HydUtils is a Python utility library designed for data handling and validation, especially for time series and hydrological datasets. It provides several useful functions for working with time series data, including validation, filtering, error metrics, and more, making it easier to handle and analyze hydrological and weather-related datasets.
pip install hydutils
The function validate_columns_for_nulls
checks for columns that contain null values and raises an error if any are
found.
from hydutils.df_helper import validate_columns_for_nulls
import pandas as pd
df = pd.DataFrame({"a": [1, 2, 3], "b": [4, 5, None], "c": [7, 8, 9]})
# Validate for null values in any column
validate_columns_for_nulls(df)
# Specify columns to check
validate_columns_for_nulls(df, columns=["b"])
# Handling missing columns
validate_columns_for_nulls(df, columns=["d"]) # This will raise an error if column "d" is missing
The validate_interval
function checks that the time intervals between rows in the time series are consistent.

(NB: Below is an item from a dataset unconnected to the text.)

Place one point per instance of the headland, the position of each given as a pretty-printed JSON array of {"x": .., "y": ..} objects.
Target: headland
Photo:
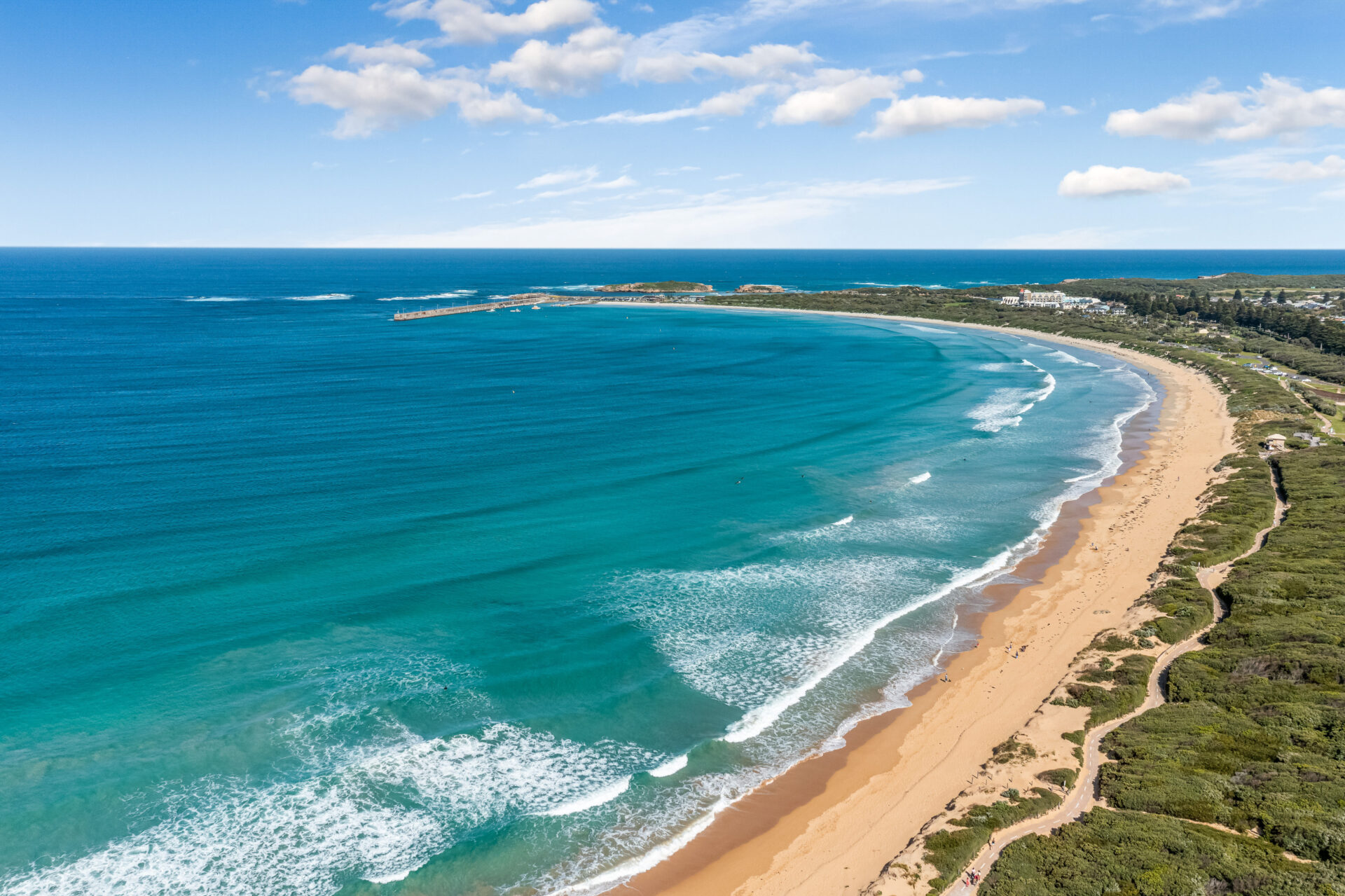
[{"x": 830, "y": 824}]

from hydutils.df_helper import validate_interval
import pandas as pd
df = pd.DataFrame({
"time": pd.date_range(start="2023-01-01", periods=5, freq="h")
})
# Check if the time intervals are consistent
validate_interval(df, interval=1)
The filter_timeseries
function allows you to filter your time series DataFrame based on a start and/or end date.
from hydutils.df_helper import filter_timeseries
import pandas as pd
from datetime import datetime
df = pd.DataFrame({
"time": pd.date_range(start="2023-01-01", periods=5, freq="h")
})
# Filter data between a start and end date
start = datetime(2023, 1, 1, 1)
end = datetime(2023, 1, 1, 3)
filtered_data = filter_timeseries(df, start=start, end=end)
The hydutils.metrics
module includes several commonly used metrics to evaluate model performance. These include MSE,
RMSE, NSE, R², PBIAS, and FBIAS.
The mse
function calculates the Mean Squared Error between two arrays.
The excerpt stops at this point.